Another memo would be quality control. Samsung’s failure to address the Note 7’s battery fires in the first recall is certainly something very concerning. A Bloomberg article mentioned the following;

So the top brass at Samsung Electronics Co., including phone chief D.J. Koh, decided to accelerate the launch of a new phone they were confident would dazzle consumers and capitalize on the opportunity, according to people familiar with the matter. They pushed suppliers to meet tighter deadlines, despite loads of new features, another person with direct knowledge said. The Note 7 would have a high-resolution screen that wraps around the edges, iris-recognition security and a more powerful, faster-charging battery. Apple’s taunts that Samsung was a copycat would be silenced for good.

Source: Rush to Take Advantage of a Dull iPhone Started Samsung’s Battery Crisis

It is worth noting however that the Note 7 launched about a week earlier than the Note 5, and was in stores only a couple of days apart from its predecessor. So I cannot say with certainty that the Note 7 is rushed and without clear, credible claims to back it up, this is all speculation as of this time. However, this also serves as a lesson not only to Samsung, but everyone in the industry that quality control matters. When it comes to mass-produced products, there is no such thing as a product that is totally free from defects. But, adequate quality control measures can help reduce the risk of such defects from occurring.

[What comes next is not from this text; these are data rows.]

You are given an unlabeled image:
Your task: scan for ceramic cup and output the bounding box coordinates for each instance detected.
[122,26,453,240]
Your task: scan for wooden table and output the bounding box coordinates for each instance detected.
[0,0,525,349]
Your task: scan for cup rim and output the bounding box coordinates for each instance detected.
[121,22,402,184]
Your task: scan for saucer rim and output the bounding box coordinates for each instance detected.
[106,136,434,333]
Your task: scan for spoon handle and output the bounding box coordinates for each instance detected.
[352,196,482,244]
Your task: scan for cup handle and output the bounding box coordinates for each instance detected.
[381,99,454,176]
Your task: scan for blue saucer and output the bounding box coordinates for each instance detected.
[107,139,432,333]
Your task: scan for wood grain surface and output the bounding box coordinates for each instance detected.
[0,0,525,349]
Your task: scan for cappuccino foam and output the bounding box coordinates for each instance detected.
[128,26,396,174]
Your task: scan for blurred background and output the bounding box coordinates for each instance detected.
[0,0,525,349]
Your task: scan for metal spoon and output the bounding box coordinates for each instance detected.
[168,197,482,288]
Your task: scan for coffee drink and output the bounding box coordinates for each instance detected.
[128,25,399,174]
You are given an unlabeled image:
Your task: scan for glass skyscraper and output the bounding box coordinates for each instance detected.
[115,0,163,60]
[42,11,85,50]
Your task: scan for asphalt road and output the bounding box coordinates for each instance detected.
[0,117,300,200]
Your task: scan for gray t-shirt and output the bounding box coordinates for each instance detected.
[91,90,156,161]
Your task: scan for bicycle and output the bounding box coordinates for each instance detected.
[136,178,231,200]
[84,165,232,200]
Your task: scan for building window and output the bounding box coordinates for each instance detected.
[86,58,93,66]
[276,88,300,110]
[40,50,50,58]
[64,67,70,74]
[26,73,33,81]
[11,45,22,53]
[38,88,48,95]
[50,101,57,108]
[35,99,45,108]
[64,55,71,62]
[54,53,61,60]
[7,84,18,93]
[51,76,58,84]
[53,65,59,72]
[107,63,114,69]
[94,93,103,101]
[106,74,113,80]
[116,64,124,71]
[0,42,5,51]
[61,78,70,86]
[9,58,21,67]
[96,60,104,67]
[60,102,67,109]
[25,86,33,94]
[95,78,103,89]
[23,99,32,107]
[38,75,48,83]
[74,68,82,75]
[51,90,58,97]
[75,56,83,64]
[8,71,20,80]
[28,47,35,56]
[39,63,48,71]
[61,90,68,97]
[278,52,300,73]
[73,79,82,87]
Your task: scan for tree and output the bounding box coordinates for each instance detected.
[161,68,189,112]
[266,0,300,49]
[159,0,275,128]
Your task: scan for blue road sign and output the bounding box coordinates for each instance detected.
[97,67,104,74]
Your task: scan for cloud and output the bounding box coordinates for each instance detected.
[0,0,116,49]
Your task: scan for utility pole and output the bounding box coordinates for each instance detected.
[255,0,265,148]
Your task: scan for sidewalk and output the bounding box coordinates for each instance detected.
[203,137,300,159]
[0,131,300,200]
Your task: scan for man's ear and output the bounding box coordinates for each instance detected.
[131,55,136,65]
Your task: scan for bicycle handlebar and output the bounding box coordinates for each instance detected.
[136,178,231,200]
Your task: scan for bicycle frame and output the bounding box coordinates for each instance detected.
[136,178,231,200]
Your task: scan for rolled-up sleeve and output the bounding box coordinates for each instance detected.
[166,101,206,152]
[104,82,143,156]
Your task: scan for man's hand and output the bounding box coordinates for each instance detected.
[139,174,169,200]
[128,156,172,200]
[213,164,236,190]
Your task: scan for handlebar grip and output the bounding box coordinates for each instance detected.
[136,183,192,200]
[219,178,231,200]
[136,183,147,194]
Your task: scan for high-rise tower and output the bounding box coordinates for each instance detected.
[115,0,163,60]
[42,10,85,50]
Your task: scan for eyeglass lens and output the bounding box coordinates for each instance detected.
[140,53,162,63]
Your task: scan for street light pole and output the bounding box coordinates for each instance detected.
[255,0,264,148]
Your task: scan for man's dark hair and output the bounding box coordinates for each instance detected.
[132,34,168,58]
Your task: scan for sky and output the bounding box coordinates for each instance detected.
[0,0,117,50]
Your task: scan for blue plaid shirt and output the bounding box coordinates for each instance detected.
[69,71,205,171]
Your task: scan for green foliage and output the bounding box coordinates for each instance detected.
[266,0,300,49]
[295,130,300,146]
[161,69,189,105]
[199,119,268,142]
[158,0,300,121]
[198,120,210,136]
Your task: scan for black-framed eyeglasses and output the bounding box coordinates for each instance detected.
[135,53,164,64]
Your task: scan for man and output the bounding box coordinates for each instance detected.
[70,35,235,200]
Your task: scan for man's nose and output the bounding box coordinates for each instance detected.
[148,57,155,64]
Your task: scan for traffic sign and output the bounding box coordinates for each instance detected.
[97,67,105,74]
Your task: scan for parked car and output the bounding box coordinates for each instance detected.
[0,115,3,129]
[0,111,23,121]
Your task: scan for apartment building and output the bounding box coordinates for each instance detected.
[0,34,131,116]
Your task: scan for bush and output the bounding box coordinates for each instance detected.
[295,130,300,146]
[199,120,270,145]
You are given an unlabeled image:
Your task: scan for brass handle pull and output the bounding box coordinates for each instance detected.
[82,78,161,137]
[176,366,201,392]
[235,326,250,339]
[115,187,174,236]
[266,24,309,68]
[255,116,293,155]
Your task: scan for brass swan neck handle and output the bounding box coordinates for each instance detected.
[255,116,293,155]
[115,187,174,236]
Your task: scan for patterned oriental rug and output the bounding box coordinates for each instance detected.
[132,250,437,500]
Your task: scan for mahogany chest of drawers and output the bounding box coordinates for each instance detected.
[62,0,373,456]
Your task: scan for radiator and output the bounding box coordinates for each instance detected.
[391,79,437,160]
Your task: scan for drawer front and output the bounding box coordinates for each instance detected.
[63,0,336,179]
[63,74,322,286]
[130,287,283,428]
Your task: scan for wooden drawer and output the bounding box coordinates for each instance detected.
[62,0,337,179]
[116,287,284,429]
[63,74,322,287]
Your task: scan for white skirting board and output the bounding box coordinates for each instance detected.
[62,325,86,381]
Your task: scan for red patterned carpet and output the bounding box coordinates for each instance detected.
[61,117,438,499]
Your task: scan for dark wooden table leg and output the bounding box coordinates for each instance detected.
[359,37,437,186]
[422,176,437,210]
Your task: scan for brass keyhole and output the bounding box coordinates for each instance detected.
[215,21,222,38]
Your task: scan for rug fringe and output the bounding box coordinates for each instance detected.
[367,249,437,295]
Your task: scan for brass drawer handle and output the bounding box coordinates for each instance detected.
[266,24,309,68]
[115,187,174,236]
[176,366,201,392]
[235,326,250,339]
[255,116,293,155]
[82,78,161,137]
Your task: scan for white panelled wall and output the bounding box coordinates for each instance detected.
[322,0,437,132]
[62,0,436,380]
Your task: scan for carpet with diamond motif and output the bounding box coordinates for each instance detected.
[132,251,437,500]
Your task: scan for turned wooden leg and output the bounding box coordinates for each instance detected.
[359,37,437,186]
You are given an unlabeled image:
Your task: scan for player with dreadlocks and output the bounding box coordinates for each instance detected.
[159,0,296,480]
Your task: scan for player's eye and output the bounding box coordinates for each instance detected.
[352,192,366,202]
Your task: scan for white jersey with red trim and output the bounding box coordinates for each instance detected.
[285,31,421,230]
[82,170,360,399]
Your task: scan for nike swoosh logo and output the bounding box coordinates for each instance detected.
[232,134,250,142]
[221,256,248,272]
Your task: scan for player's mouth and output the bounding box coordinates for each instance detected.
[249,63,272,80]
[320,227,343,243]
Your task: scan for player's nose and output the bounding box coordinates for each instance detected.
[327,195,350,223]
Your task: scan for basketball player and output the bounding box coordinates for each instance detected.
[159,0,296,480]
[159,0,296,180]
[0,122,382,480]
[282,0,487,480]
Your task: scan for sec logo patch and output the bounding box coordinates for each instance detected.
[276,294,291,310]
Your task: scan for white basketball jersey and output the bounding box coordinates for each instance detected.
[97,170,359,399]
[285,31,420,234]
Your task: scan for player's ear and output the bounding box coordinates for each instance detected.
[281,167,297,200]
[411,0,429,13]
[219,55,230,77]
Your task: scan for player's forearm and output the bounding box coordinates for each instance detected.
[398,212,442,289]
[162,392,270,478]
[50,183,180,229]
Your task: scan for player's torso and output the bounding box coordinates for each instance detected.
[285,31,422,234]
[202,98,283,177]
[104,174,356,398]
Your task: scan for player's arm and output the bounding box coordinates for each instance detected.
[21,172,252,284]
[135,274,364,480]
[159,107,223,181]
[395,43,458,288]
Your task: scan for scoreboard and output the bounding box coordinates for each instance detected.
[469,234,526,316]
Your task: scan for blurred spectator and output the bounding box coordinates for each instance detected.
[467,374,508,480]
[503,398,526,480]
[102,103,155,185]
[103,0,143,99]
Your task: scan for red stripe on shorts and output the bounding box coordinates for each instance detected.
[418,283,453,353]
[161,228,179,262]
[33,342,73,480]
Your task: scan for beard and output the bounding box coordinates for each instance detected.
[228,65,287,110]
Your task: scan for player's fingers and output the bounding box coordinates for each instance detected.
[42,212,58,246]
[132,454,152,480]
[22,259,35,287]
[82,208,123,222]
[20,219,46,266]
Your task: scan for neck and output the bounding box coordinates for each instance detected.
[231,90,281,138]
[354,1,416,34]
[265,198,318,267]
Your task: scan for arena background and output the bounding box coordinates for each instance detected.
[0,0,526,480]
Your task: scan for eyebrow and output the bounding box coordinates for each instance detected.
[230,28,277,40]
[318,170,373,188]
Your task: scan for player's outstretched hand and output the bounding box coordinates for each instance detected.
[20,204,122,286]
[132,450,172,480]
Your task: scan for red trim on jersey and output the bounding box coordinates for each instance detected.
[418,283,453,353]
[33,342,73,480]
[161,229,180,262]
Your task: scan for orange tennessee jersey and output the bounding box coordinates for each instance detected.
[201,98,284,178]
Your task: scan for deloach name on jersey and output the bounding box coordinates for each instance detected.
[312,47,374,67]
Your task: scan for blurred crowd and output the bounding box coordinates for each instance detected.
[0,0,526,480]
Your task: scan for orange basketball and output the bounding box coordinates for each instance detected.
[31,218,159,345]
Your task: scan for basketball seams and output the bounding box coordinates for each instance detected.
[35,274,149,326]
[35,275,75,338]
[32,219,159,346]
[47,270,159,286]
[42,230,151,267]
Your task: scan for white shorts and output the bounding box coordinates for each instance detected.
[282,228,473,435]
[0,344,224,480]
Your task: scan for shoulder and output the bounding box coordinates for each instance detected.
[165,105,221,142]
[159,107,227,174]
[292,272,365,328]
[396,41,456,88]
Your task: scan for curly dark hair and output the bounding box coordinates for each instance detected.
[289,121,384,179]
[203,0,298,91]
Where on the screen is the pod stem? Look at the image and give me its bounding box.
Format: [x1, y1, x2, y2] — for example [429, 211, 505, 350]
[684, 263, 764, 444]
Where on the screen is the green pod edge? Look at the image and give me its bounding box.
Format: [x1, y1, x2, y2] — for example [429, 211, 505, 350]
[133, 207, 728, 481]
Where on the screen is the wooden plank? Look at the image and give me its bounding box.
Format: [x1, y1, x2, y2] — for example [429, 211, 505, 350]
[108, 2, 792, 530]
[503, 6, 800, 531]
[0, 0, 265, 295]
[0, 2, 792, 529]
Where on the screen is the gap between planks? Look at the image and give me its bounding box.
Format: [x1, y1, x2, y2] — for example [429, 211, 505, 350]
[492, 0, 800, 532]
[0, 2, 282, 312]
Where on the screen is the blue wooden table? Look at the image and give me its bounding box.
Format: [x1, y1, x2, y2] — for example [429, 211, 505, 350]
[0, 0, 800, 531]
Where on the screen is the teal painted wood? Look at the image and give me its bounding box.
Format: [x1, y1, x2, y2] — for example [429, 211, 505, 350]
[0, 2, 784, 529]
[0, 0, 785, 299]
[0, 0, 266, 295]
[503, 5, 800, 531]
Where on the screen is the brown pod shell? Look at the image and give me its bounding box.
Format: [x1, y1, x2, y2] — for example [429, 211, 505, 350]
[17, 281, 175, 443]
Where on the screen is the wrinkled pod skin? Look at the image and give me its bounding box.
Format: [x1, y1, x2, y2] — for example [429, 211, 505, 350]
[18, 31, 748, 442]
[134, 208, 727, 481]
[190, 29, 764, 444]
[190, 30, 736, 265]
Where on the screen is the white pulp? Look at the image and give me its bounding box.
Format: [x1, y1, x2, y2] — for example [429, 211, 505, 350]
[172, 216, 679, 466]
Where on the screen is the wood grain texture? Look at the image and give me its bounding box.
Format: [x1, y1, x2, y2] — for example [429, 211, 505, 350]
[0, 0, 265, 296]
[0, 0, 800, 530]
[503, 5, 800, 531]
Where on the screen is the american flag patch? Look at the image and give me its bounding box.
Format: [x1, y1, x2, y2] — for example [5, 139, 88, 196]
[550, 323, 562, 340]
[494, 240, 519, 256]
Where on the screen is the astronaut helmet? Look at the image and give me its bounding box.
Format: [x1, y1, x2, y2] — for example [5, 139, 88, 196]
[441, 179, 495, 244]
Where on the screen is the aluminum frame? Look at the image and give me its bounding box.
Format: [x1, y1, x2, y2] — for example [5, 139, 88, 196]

There’s a few more things that Samsung could learn from the debacle, like clearer communication with customers, but overall, these are what I feel should be the main things that Samsung needs to think about moving on.



The canning of the Galaxy Note 7 due to its battery faults is certainly terrible news for Samsung, and also very sad news for the entire tech world as we have lost what could have been one of the best smartphone released in 2016.

However, the death of the Note 7 should also be served as something to learn from when we move on from the debacle and see what lies in the future. Everyone has something to learn from the debacle, not just Samsung. Lesson in regards to quality control, batteries, recalls, communication, design and more will be learnt and in return, we will get much better and safer devices in the future.

Assuming everyone has learnt their lesson, the death of the Note 7 will not be in vain, as it will spur changes throughout the industry and we will get much better devices that can last longer and do more while being safer all at the same time.